Другой точкой преткновения стала рифмовка. В стремлении к оригинальной рифме Бродский шел на эксперименты, носителям языка казавшиеся рискованными, а то и вовсе невозможными. Прежде всего речь о составных рифмах, наподобие Venus — between us в финале «Törnfallet» или Manhattan — man, I hate him из «Blues». Они не только вызывали оторопь у коллег-стихотворцев, но и приводили порой к появлению незапланированного комического эффекта. Дело в том, что в английской поэзии подобная рифмовка характерна лишь для низовых, иронических жанров.
При этом иногда Бродскому удавалось практически невозможное: обнаружить в английском свежую незатасканную рифму. Порой это было результатом иного устройства слуха, порой — за счет привлечения редкой, вышедшей из употребления лексики. Широта и недискриминированность его лексикона стала оборотной медалью влюбленного в язык неофита. Бродский, почитавший Одена «единственным человеком, который имеет право использовать… для сидения… два растрепанных тома Оксфордского словаря», похоже, также имел на эту привилегию достаточно веские основания. И наконец, внутренняя логика его стихов, написанных на аналитическом (английском) языке, диктуется порой логикой языка русского (синтетического). «То есть, — цитируя его эссе „Поэт и проза“, — читатель все время имеет дело не с линейным (аналитическим) развитием, но с кристаллообразным (синтетическим) ростом мысли».
Англоязычное творчество Бродского можно оценивать по-разному. И как причуду гения, и как его провал, и как напоминание о тотальном языковом эксперименте, поисках общего знаменателя для англо- и русскоязычной поэзии. Но каков бы ни был вердикт, следует признать, что английский язык стал для Бродского тем идеальным зеркалом, благодаря которому сформировалась его собственная оригинальная поэтика. Уже поэтому его англоязычные стихи заслуживают нашего признания и благодарности.
Попытка перевода Бродского на русский выглядит едва ли не безумием. Но вспомним его знаменитые слова о «величии замысла» — они объединяют представленных здесь переводчиков, которых воодушевляла именно дерзость подобной задачи. Пусть любая попытка перевода заведомо обречена, но потребность пишущего в зеркалах еще никто не отменял. В конечном счете сам Бродский со временем превратился в гигантское зеркало, глядеться в которое отечественной поэзии предстоит долго.
Eighteen years I’ve spent in Manhattan.
The landlord was good, but he turned bad.
A scumbag, actually. Man, I hate him.
Money is green, but it flows like blood.
I guess I’ve got to move across the river.
New Jersey beckons with its sulphur glow.

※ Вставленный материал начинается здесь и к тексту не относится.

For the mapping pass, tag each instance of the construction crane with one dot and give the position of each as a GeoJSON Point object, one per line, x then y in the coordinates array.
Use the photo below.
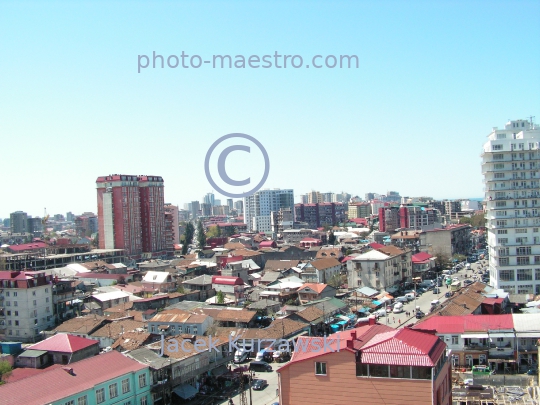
{"type": "Point", "coordinates": [44, 221]}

Say, numbered years are a lesser evil.
Money is green, but it doesn’t grow.
I’ll take away my furniture, my old sofa
But what should I do with my windows’ view?
I feel like I’ve been married to it, or something.
Money is green, but it makes you blue.
A body on the whole knows where it’s going.
I guess it’s one’s soul which makes one pray,
even though above it’s just a Boeing.
Money is green, and I am grey.
1992
Восемнадцать лет я топчу Манхэттен.
Добрый хозяин, сдававший кров,
стал редкой сволочью. Впрочем, хер с ним.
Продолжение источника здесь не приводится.